So we are now in the middle of our search for a middle school for our son Ben, who is in special ed. First, we've made a big decision. We just decided to change Ben's program designation from "Inclusion" to "RSP." Some parents who have kindly commented on my blog postings in past said they made the switch as a way to expand middle school options as Inclusion was only offered at a limited number of middle schools. But, as I have mentioned, the school district just mandated that ALL elementaries and middle schools now offer Inclusion. Only well maybe they did. After touring three different middle schools that have not had Inclusion in the past but now have it, we have become concerned that, at least for next year, this planned push out of Inclusion is going to be, well, bumpy. I have no doubt that the District wants all schools to offer Inclusion. But actually getting the schools to do it appears to be a different story. Our questions have been met with everything from blank stares to outright rejection -- as in "We know the District wants Inclusion at our school but I can tell you right now that there will be no Inclusion kids at our school next year." There is confusion as to whether extra support will be rolled out at these schools. Moreover, and I am just beginning to understand this, Inclusion seems to mean something different at the middle school level than it does at the elementary school level. At the elementary school level, Inclusion has come to encompass all kinds of kids from ones, like Ben, who have ADD but can generally keep up with the general ed class' curriculum (with support) to kids who need significant modification of that curriculum and/or have significant behavioral problems (which Ben doesn't have). For some middle schools, Inclusion seems to be the box where kids who need curriculum modification and/or who are disruptive go. Kids like Ben to them are RSP kids. Now I don't know if this is the way the District interprets these designations, but I have now heard it from too many special ed professionals at middle schools and, since those are the folks I'm going to be dealing with next year, their interpretation is what matters. So we made the switch at Ben's IEP. Our hope is that this change will make it easier for us to actually get a school that will work for us.

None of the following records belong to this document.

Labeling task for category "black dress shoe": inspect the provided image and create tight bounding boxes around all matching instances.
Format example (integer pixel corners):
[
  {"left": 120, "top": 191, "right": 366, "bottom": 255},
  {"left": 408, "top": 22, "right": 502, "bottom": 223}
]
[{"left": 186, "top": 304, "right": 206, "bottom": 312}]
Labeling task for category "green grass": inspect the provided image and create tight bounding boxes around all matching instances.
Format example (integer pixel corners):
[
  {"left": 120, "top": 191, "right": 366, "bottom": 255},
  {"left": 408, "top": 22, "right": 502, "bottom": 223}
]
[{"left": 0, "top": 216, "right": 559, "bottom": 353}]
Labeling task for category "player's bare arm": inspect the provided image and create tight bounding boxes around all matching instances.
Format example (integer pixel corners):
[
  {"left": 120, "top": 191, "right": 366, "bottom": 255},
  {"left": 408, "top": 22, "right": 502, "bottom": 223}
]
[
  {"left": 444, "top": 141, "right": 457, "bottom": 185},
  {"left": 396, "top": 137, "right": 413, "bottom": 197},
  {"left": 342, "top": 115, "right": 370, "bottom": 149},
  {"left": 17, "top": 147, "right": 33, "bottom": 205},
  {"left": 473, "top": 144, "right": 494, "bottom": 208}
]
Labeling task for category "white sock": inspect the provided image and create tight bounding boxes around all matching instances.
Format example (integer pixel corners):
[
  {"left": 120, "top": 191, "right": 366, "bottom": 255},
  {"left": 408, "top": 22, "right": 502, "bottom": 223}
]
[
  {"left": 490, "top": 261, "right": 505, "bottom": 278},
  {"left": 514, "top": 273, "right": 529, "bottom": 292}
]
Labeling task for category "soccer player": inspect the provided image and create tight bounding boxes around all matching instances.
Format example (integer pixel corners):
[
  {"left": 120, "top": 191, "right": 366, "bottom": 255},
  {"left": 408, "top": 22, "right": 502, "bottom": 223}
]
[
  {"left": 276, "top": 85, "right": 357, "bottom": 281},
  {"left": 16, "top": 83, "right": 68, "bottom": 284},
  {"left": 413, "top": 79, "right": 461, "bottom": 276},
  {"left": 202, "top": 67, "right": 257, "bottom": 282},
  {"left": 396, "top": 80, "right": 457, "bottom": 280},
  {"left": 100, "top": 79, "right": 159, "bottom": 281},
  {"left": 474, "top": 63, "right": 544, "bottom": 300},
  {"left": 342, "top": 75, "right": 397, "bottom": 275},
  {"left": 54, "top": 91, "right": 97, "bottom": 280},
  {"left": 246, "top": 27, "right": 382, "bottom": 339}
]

And finding a school that will work is a bit of a work in progress. Here's my two second take on special ed at the large middle schools we've seen so far: (1) Giannini -- special ed professionals seem good and earnest and the school seems orderly, but the school is so academically inclined that we just don't think it will go well for Ben's self-esteem; (2) Hoover -- the school just seems so chaotic to us, plus we have heard too many concerns about increased discipline issues at the school and have too many friends who have had to pull their special ed kid out of it; (3) Roosevelt -- we liked the slightly smaller feel of the school, but we got a negative vibe from the principal about special ed (he was the only principal that didn't want to talk about special ed, but rather sent us directly to the special ed professionals); (4) Lick -- loved the principal but we are worried that the school has too many kids with issues and our Ben will just get lost in the woodworking there; plus we got a sense that some of the special ed staff was not well-trained; (4) Aptos -- of all the big middle schools, this was the one that seemed like it might work; nice mix of kids and relatively orderly and the special ed professionals seemed nice and on top of things.
We've still got a couple more, but that's where we are at.